Embedding security precautions

It would be remiss to discuss the responsibilities banks have in the digital-forward world we’re living in without mentioning security. What we’ve seen suggests over a quarter of consumers aren’t taking the right precautions to protect their accounts using a basic username-password combination, and most don’t change their password regularly, if ever. However, when data breaches and fraudulent activity occur, it ultimately reflects poorly on the bank in question – even if it’s the ‘fault’ of the user.

Reinforcing that sentiment is the incorrect widespread belief that banks legally have greater responsibility for vulnerable individuals in the UK than they actually do. With that in mind, intuitively embedding deeper security measures, (two-factor authentication, biometric verification, for example) into the digital experience to protect accounts and help customers better safeguard themselves is paramount.

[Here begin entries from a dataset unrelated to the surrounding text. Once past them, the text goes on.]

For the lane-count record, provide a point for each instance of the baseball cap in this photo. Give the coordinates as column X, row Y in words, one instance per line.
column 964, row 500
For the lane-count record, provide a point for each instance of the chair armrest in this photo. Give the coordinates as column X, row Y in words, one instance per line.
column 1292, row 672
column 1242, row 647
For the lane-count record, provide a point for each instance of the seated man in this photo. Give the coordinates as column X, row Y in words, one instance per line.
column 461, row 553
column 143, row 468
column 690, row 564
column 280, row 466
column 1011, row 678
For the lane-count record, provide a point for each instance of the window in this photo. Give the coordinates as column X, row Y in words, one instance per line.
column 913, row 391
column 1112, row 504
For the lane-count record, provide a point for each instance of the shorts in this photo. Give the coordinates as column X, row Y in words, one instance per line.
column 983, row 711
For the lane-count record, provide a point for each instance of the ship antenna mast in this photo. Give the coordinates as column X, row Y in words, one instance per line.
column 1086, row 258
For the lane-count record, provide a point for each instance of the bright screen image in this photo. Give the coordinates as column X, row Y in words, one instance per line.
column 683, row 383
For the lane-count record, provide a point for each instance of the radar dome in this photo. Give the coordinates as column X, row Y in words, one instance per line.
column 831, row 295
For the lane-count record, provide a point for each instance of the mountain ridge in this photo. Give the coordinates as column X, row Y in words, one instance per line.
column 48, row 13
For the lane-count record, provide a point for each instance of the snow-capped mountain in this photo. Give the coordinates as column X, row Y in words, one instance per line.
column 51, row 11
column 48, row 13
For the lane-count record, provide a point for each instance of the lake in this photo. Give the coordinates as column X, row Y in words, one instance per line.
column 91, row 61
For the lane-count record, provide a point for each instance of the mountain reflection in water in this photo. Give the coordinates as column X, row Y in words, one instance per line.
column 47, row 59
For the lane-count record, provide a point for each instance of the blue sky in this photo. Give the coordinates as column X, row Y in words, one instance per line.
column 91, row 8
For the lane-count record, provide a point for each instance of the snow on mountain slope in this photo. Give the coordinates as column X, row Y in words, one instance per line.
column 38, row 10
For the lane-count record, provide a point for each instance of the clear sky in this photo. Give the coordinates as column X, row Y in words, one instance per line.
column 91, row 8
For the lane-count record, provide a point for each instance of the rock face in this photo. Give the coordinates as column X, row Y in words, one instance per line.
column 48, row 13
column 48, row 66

Changing relationships with money

Digital adoption accelerated by a whopping seven years in 2020, transforming the way people interact with their finances. Today, almost three-quarters view their banking app as the most important on their phone, beating the likes of social media and peer-to-peer payment applications.

Consumers’ interactions with retail banks have changed – they no longer stick with one for life and are more emotionally driven. Now, it’s about the experience banks offer: unless it’s seamless, intuitive, secure, user-friendly and personalised, people will simply go elsewhere.